Note: If your file size is less than 1GB, you can upload it in compressed file format.

Click “Next” to examine the data to be imported. For the airport data, you need to change the “Format” to CSV and enable the “First row is column headers” option.

Click “Finish” to load the file into the KQL table.

Now that the airport data is loaded into the table, you can query the table to see the results.

Here is a sample query to check if the data has been loaded:

airports
| take 100;

For On-Time performance data, we do not collect it in KQL. Instead, we create shortcuts to files in the Lakehouse repository.

Go back to the KQL Database Explorer and click the “+ New -> OneLake Shortcut” menu item at the top.

In the dialog box that appears, select “Microsoft OneLake” and in “Select Data Source Type”, select Lakehouse where the data was previously uploaded and click “Next”.

Once OneLake’s tree view is populated with tables and files, open the file, select the subfolder that was created when you uploaded the On-Time data, and then click “Create” to complete the shortcut creation.
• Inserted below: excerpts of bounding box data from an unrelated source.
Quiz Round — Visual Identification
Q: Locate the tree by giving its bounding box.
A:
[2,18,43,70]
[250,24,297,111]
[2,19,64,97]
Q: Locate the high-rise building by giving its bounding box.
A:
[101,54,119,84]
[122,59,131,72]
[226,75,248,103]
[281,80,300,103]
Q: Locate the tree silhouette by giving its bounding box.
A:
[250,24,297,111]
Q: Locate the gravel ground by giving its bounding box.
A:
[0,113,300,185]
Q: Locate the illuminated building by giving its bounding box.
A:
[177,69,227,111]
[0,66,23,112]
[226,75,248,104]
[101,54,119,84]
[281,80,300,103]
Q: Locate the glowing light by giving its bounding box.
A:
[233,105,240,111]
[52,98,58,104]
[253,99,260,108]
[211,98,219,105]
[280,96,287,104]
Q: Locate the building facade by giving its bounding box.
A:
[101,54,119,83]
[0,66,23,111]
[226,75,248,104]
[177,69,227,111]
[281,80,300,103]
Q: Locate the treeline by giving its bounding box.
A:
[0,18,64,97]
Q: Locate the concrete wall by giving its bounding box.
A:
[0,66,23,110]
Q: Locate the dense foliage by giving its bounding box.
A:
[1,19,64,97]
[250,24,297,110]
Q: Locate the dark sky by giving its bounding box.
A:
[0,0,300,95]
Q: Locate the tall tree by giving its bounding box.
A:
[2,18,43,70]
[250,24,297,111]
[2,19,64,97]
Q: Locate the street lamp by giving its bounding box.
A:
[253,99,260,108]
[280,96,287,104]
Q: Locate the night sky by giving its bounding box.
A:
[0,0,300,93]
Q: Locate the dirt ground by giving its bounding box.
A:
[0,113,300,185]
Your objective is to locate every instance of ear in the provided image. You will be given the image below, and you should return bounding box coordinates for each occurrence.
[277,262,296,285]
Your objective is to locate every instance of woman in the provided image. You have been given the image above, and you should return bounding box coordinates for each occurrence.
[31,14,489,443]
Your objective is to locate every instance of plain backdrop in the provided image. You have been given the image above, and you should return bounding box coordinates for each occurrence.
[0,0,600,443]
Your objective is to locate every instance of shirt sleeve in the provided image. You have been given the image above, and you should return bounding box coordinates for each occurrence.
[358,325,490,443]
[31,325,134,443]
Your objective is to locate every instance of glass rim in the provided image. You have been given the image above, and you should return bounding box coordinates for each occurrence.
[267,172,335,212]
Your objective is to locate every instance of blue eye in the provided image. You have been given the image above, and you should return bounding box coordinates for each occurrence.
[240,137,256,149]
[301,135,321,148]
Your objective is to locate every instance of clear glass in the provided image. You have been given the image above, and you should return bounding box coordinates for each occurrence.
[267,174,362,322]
Once the shortcut is created, you can view the data by clicking “Explore Data” and running the following query to validate the data.

external_table(‘flights’)
| count;

NOTE: When accessing shortcut data, use “external_table” and the generated shortcut name. The shortcut name cannot be changed.

Now that we have our data connected to the Eventhouse database, we want to start analyzing this data. Fabric has a way to run KQL queries directly, but the results of the query are expected to be tables. The only way to display a graph visualization is to use: Cousteau Explorer.
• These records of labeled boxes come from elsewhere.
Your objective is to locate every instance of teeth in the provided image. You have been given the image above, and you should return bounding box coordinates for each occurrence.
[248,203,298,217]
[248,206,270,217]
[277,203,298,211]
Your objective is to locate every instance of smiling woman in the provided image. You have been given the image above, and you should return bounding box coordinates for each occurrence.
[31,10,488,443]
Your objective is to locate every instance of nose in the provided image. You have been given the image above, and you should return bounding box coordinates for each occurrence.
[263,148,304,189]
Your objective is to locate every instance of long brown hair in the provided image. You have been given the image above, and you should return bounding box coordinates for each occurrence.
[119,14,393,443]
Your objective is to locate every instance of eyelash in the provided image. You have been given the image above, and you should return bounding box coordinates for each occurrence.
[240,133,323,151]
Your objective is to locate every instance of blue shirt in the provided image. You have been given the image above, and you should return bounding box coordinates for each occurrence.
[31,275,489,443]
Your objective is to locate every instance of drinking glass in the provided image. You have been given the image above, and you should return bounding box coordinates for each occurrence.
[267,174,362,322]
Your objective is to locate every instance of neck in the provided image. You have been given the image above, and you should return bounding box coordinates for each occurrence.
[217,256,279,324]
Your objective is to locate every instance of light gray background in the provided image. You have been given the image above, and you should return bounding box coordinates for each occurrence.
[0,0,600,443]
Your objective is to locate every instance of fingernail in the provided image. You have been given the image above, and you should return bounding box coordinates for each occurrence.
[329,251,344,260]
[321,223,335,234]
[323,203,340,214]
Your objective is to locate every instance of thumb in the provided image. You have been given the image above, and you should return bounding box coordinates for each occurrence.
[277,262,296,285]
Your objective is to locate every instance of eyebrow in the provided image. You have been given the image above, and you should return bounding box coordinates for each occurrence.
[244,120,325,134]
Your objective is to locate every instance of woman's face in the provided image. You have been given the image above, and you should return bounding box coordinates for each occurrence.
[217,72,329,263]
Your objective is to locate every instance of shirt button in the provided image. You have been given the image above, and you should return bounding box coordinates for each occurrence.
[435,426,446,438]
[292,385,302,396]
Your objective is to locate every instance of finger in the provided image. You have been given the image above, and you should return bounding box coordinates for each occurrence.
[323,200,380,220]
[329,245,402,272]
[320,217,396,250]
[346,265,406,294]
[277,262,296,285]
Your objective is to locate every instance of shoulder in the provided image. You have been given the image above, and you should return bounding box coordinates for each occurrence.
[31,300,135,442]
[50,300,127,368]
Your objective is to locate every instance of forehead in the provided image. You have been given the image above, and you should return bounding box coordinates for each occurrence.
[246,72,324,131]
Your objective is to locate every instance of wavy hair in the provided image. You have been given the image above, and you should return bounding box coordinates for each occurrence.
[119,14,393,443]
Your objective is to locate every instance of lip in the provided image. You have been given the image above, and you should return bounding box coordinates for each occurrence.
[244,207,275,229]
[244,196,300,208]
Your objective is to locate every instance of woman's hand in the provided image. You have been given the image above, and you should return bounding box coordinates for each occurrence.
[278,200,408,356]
To connect to a KQL database, you need to get the URI of the cluster from Fabric. When you navigate to the KQL database in Fabric, there is a panel with “Database Details”.
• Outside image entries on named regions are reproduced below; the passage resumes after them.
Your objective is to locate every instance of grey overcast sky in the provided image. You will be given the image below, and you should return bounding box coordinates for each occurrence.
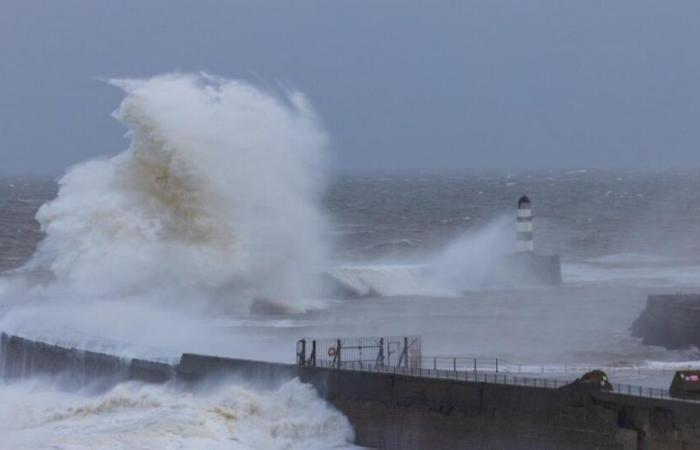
[0,0,700,173]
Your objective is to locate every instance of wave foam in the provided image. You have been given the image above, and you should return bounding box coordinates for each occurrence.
[29,74,327,309]
[0,380,354,450]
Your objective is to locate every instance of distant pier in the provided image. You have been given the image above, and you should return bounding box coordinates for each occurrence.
[0,334,700,450]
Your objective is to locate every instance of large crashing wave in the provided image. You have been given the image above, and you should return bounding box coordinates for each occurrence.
[330,216,515,296]
[31,74,327,309]
[0,379,356,450]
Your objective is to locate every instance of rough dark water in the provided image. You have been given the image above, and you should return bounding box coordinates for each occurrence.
[6,170,700,270]
[0,178,57,271]
[0,171,700,372]
[327,170,700,260]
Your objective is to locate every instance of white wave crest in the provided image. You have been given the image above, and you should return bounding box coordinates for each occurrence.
[30,74,327,309]
[330,217,515,296]
[0,380,354,450]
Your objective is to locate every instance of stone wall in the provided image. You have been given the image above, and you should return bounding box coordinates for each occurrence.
[0,334,700,450]
[632,294,700,349]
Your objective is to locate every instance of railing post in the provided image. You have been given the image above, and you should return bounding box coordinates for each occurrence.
[335,339,340,368]
[297,339,306,366]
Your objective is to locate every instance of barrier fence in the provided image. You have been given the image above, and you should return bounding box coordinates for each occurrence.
[297,336,698,403]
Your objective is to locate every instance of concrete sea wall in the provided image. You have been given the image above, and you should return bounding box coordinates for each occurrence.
[0,335,700,450]
[632,294,700,349]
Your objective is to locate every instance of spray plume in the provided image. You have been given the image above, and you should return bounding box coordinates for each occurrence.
[32,74,327,310]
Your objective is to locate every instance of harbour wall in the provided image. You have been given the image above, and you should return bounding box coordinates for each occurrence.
[632,294,700,349]
[0,334,700,450]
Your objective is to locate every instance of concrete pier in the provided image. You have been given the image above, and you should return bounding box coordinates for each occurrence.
[632,294,700,349]
[0,334,700,450]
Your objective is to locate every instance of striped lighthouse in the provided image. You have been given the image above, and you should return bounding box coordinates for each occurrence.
[516,195,535,252]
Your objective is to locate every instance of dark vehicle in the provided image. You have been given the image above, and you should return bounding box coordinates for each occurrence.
[578,369,612,391]
[669,370,700,399]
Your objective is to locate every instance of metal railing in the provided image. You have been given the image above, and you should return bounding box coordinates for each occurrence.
[297,336,422,368]
[421,355,700,376]
[316,361,700,403]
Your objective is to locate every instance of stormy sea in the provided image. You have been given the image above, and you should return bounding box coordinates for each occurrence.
[0,75,700,449]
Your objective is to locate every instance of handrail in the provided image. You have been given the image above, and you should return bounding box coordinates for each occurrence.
[316,361,700,403]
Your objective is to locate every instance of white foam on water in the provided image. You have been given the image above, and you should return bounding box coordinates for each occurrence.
[21,74,327,310]
[330,216,515,296]
[0,379,355,450]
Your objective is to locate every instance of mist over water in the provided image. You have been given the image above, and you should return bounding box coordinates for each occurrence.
[0,380,355,450]
[29,74,327,310]
[0,74,700,448]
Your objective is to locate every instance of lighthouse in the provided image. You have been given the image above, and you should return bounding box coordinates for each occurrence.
[516,195,535,252]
Using “Copy URI” to the right of the query URI will copy the cluster URI to your clipboard.

In the Kusto.Explorer application, right-click on “Connections” and select “Add Connection”.

In the popup, paste the query URI into the “Cluster Connection” text box, replacing the text there. You can also specify an alias for the connection instead of using a URI. Finally, we decided to use AAD for security. You can choose whichever is appropriate for your client access.

At this point you can open a “New Tab” (Home Menu) and type the same query we used above.

let nodes = airports;
let edges = external_table('flights')
| project origin = Column7, dest = Column8, flight = strcat(Column1, Column2), carrier = Column1;
edges
| make-graph origin --> dest with nodes on AIRPORT

Note: You may need to modify the table name (Airport, Flight) depending on the shortcut or table name you used when loading the data. These values ​​are case sensitive.

In the graph, the points of interest are airports (nodes) and the connections (edges) are individual delayed flights. I use the “make-graph” extension in KQL to create an edge graph from the origin to the destination, using the 3-letter airport codes as links.

Visualize with make-graph

When you run this query, if the last line of the query is “make-graph”, Cousteau Explorer A new window titled “Chart” will automatically pop up to show you the data. In the image below, I’ve changed the visualization to a dark theme and then colored the corners based on the “Carrier” column in the flight data.

Note: I have zoomed in on the cluster of interest.

If you drag a few nodes around, you’ll notice that there are a few nodes (airports) with a lot of orange connections. If you click on the orange links, you’ll quickly see that the orange lines are Delta Flights, and the three nodes pulled out in the image below are Atlanta, Minneapolis, and Detroit.

I started with a text-based data table and ended up with a beautiful “network” visualization of my flight data. The power of graph visualizations to see relationships between data rather than just reading a table is invaluable.

Next, we’re excited to start exploring data visualizations for supply chain and product recommendations.